I must be wearying my readers with seemingly-endless dissections of consented dismissals of CDP NODs “without prejudice.”
Except.
The story goes on in Tax Court. Jerhi Curry, Docket No. 3819-24L, filed 1/30/26, tries both a Motion to Withdraw and a Motion to Dismiss, and a week later comes up with a Motion to Dismiss, citing Wagner and noting IRS doesn’t object.
No attorney or USTCP appearing for Jerhi is listed on the docket search, but somebody got it right.
Howbeit, Judge Alina I. (“AIM”) Marshall is down with this. She tosses the petition “without prejudice.” But interestingly, she cites to Dunn, T. C. Memo. 2026-2.
I wonder if Judge AIM Marshall gave Jerhi the same allocution Judge Goeke gave the petitioner in Dunn. For that, see my blogpost “Wagner Boechlerized,” 1/7/26.
In both State and Federal courts, when a motion or application is denied, or a case dismissed, “without prejudice,” that means the movant, applicant, or petitioner can try again later. If they try in good faith, the fact they were turned down before won’t count against them.
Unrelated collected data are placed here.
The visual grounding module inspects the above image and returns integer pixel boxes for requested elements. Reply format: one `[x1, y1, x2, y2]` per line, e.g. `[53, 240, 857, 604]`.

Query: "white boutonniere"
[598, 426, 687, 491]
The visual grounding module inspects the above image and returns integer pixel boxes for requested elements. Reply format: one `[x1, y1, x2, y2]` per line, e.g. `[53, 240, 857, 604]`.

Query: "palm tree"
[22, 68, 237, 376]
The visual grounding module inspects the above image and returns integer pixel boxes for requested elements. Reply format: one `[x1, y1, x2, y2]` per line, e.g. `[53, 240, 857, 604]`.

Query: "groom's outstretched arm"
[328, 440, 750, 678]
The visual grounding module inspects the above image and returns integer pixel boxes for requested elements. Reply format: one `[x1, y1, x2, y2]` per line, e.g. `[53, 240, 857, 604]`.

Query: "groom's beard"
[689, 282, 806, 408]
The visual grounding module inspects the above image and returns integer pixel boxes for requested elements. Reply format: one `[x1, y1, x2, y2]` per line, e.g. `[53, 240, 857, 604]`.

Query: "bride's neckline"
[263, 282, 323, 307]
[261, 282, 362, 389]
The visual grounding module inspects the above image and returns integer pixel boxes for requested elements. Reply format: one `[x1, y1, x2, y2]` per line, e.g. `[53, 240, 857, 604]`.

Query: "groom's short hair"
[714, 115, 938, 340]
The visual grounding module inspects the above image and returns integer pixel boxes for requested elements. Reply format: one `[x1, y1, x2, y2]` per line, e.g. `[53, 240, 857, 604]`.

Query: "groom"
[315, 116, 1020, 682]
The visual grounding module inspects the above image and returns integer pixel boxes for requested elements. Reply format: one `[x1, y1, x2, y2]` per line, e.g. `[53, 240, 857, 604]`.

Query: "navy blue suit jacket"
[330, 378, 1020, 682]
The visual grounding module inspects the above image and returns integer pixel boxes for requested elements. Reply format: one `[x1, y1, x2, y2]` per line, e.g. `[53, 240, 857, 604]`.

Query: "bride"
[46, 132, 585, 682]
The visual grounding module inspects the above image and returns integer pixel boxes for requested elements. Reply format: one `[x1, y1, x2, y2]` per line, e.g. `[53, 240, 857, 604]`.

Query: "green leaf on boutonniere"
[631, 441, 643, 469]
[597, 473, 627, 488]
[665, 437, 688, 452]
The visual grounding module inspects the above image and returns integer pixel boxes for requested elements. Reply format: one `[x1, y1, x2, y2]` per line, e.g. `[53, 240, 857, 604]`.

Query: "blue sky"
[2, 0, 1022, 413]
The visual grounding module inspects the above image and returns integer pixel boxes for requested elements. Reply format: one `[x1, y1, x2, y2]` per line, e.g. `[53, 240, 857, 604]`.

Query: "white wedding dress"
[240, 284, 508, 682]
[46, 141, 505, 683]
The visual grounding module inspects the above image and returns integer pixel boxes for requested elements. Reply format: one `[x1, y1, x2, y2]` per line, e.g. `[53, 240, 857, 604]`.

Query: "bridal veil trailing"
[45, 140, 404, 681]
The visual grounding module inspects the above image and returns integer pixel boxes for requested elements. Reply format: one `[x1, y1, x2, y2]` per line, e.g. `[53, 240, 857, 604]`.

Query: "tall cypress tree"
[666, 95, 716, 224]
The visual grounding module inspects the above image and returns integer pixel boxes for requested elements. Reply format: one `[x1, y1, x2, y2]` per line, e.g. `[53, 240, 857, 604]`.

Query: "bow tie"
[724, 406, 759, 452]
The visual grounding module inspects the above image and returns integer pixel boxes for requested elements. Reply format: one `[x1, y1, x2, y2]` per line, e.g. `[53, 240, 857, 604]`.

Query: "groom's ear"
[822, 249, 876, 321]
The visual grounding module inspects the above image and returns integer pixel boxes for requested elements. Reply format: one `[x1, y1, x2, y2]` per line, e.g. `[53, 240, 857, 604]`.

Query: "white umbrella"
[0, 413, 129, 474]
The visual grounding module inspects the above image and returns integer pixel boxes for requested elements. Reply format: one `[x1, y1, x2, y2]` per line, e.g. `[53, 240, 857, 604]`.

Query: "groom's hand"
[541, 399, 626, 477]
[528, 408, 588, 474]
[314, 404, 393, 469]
OTOH, if the motion or application is denied, or the case dismissed, “with prejudice,” it means “fuggedaboutit, you’re finished.”
Yes, I know Boechler made the Section 6330 thirty-day cutoff a claims processing limit, not a jurisdictional barrier. But a petitioner is still entitled to only one Tax Court review of a CDP. And even a claims processing limit has some preclusive effect. Even if the equitable tolling two-step highjump is not the only means of escaping the thirty-day cutoff, what are the other paths back to The Glasshouse in the Freezing City?
As Judge Goeke suggested in Dunn, dismissal “without prejudice” is largely symbolic.
So why even mention it? As Oscar Hammerstein II remarked, “Is a puzzlement.”